Nach Ansicht des Verwaltungsgerichtshofes widerspricht es den rechtsanwaltlichen Pflichten, sich um die mit einem Schriftsatz vorzulegenden Beilagen nur kursorisch oder überhaupt nicht zu kümmern und sich nur bei Sachen, die durch besondere Formstrenge ausgezeichnet sind, wie z.B. bei Grundbuchssachen, auf Formularienbücher zu verlassen. Es konnte im vorliegenden Fall nicht festgestellt werden, daß der Rechtsanwalt dem Wortlaut des verwaltungsgerichtlichen Verbesserungsauftrages besondere Aufmerksamkeit geschenkt hätte, insbesondere dem oben zitierten vorletzten Absatz dieses Verbesserungsauftrages. Daraus ist erklärlich, daß die Frage der vorzulegenden und wieder vorzulegenden Beilagen offensichtlich vom Rechtsanwalt vernachlässigt wurde. Dies ergibt sich insbesondere daraus, daß er diesbezüglich an seine offenbar in solchen Sachen nicht besonders versierte Kanzleikraft nur einen mündlichen Auftrag erteilte, obwohl er wissen mußte, daß dieser mündliche Auftrag im Text seines Diktates nicht gedeckt war. Daß in der Folge Frau G infolge des Auftretens der Kurandin R den ihr mündlich erteilten Auftrag vergaß, ist ihr, weil rechtlich unentscheidend, nicht vorzuhalten; wohl aber dem Rechtsanwalt, daß er es, wie es schon aus Gründen der Selbstkontrolle geboten gewesen wäre, unterließ, die - bei der Einstellungspraxis des Verwaltungsgerichtshofes obligatorische - Vorlage und Wiedervorlage der Beilagen entweder im Diktat schriftlich anzuordnen oder selbst zu kontrollieren. Er hat weder das eine noch das andere getan; ihm unterlief hiemit ein Versehen, das nicht minderen Grades ist. Es kann diesbezüglich auf die Rechtsprechung des Verwaltungsgerichtshofes hingewiesen werden, wonach ein Rechtsanwalt sich bei der Unterfertigung von Schriftsätzen zu vergewissern hat, was er unterschreibt und ob er damit einem Verbesserungsauftrag auch vollständig nachkommt (vgl. Beschluß vom 27. Mai 1988, Zl. 88/18/0085).
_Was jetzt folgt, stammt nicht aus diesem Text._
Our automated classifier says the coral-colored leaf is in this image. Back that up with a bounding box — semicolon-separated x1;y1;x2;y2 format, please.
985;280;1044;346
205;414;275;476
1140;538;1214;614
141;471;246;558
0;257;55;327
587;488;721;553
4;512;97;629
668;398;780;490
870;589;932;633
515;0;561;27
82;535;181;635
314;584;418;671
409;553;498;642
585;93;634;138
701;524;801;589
Der vom Wiedereinsetzungsantrag zitierte hg. Beschluß vom 15. Oktober 1987, AnwBL 1988, 290, unterscheidet sich seinem zugrundeliegenden Sachverhalt nach ganz erheblich vom vorliegenden Fall: Dort handelte es sich darum, daß eine an sich verläßliche Kanzleikraft die ihr erteilte Weisung, ein Poststück an einem bestimmten Tag zur Post zu geben, mißachtete, somit um ausgesprochen weisungswidriges Verhalten in einem Bereich, der grundsätzlich der alleinigen Erledigung der Kanzlei (nämlich die Postaufgabe) überlassen werden kann. In DIESEM Zusammenhang prägte der Verwaltungsgerichtshof den Satz, das Institut der Wiedereinsetzung solle verhindern, daß einer Partei, die gegen ein unverschuldet und unvorhergesehen eintretendes Ereignis persönlich nichts unternehmen könne, wegen der prozessualen Folgen dieses Ereignisses die Prüfung ihres materiellen Anspruches verweigert wird. Daß aber die Wiedereinsetzung aus diesen Erwägungen auch bei einem mehr als minderen Versehen des Rechtsanwaltes zu bewilligen sei, wurde dort nicht ausgesprochen.

Die Voraussetzungen des § 46 Abs. 1 VwGG lagen im vorliegenden Falle nicht vor, so daß die begehrte Wiedereinsetzung nicht zu bewilligen war.